Let study be its own reward: How to make the most of your lectures
It may be hard to remember sometimes, but technically you are at university to learn...
Tuesday 26 November 2013
Lecture theatres are a place to soak up all the knowledge. Many students find the opportunity to learn new skills, techniques and ideas from very learned people invigorating, but just as many find it boring, while also forgetting how to whisper while talking.
The usual cost of a course for a university student - as of 2012 - stands at £9,000 per academic year. A recently conducted poll revealed that the average student is scheduled for close to 14 hours of teacher-student based learning per week. With 30 academic weeks in a year (not including exam periods), that means that the average cost of a one-hour lecture period is equal to £21.23.
Although it varies on your location, the UK national average cost of a pint of lager in a pub is around £3.03. It is therefore mathematically correct to say that, for the price of a lecture, you’re paying the cost of seven pints - which means a lot to a hard-working student. Taking these figures into account, it is difficult to understand why people still attend lectures just to ignore the speaker.
Isn't an education worth more to you than that? Here's what you can do to maximise your learning.
Sit at the front
Chris Hakala, a psychology professor, tells us that students who sit closer to the front of the classroom are more likely to be able to develop a better relationship with the professor when compared with those students who sit at the back.
The pupils with a better student-teacher relationship tend to engage more with the lecture and therefore are more likely to get better grades. Students who sit further back are not as engaged with the lecturer and tend to believe that they can get away with playing on their phones and talking loudly.
Leave the distracting materials at home
We’ve all been to lectures that we find difficult and where we will try anything to distract ourselves, whether it’s a novel or the latest game release. With students frequently using laptops and iPads to write their notes it has become easier for them to go unnoticed playing Fifa in their seats.
In The Psychology Of Learning Environments, Dr. Graetz tells us that once one student opens up a crossword puzzle on a laptop or in the newspaper, the student next to them is tempted to play and before you know it, the whole room is doing crossword puzzles. Students are obviously unlikely to leave their phones at home but make sure you turn it on to silent as once you get one text message, you’ll be distracted for the rest of the lecture.

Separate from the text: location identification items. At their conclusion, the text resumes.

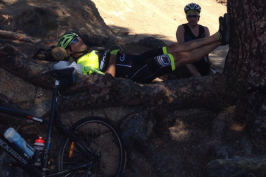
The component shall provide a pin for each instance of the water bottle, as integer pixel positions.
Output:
(14, 137)
(38, 147)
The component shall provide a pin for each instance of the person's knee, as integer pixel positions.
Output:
(173, 48)
(181, 58)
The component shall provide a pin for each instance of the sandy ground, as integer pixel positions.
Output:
(160, 19)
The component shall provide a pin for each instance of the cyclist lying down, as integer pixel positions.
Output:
(147, 66)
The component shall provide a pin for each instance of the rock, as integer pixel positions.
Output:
(237, 166)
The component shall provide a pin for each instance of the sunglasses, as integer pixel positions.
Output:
(192, 16)
(75, 40)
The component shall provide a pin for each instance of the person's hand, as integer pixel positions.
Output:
(114, 50)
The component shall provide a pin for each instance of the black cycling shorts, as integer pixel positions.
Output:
(141, 69)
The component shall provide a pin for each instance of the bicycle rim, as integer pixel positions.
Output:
(102, 137)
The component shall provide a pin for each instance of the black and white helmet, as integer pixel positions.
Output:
(192, 6)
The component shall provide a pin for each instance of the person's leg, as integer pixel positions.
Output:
(188, 46)
(182, 58)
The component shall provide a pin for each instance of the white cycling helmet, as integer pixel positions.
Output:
(192, 6)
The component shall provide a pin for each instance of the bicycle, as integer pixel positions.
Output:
(82, 151)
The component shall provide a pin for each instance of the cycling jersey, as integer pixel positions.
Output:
(203, 65)
(139, 68)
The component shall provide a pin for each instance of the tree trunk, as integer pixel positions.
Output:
(246, 62)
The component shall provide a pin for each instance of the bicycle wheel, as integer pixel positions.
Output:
(102, 137)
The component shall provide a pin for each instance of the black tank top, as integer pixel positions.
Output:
(203, 65)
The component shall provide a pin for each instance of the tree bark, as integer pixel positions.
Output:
(18, 36)
(245, 64)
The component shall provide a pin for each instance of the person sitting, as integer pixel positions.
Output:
(191, 31)
(146, 67)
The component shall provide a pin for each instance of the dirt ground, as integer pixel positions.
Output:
(183, 154)
(160, 19)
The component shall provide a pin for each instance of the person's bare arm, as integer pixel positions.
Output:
(180, 39)
(111, 65)
(180, 34)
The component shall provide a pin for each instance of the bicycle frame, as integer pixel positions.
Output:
(24, 160)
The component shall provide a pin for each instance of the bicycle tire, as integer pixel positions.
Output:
(104, 139)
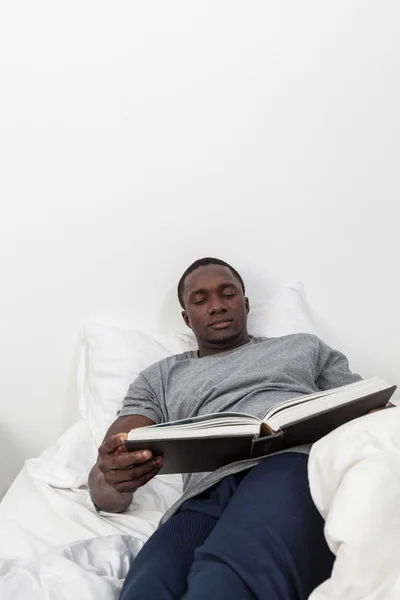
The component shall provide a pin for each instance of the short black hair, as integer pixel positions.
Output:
(203, 262)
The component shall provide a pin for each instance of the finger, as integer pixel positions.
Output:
(110, 445)
(134, 473)
(128, 459)
(132, 486)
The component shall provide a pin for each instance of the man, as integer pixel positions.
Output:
(250, 529)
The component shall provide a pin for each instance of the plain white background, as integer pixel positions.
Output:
(136, 137)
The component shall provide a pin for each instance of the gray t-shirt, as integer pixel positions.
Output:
(248, 379)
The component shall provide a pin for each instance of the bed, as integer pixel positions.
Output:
(53, 544)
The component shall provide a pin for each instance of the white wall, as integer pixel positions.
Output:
(138, 136)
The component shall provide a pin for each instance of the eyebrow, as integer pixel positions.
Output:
(205, 291)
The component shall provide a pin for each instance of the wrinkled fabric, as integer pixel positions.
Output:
(354, 475)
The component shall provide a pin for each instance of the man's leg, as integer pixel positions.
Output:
(161, 568)
(269, 542)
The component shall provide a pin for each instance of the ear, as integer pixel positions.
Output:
(186, 318)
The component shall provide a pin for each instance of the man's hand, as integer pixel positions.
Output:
(388, 405)
(126, 471)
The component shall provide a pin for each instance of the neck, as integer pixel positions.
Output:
(207, 348)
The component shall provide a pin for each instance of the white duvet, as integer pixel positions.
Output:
(53, 545)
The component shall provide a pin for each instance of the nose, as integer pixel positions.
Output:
(216, 307)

Don’t sit with your friends
It might seem pretty boring at first but groups of friends are more likely to talk because they have similar interests and often have shared the same recent experiences. Just remember that every lecture that you don’t listen to is costing you over £20 and if you want to make that money go further then, just for an hour, ditch your friends and listen to what the lecturer is saying. Friends will be with you for the rest of your life but you don’t want to have to pay another £9,000 because you failed all of your exams.
Save it for the weekend
Lots of students tend to think that when they come in at 5am, unable to walk and struggling to talk that they’ll be fine for any lecture that they have after 9am. Unfortunately the human body doesn’t work that way and, if you’re not already asleep on your desk once the hangover has kicked in, you won’t do very well at soaking up the information from the lecture.
Martin Hagger, the reader in social and health Psychology at Curtin University in Australia, says this is because "alcohol affects the way signals are received by the brain, making it hard to concentrate on routine tasks". Since hangovers are associated with increased stress levels you will probably find that the people who talk throughout the lectures unbelievably manage to annoy you more.
So if you're one of those strange ones who actually wants a decent degree, just find yourself a seat at the front of the lecture and sit comfortably in the knowledge that after everyone else in the room fails because they weren’t listening when the date of the deadline for their dissertation was announced, you'll be throwing your mortar board up in the air and going on to better things.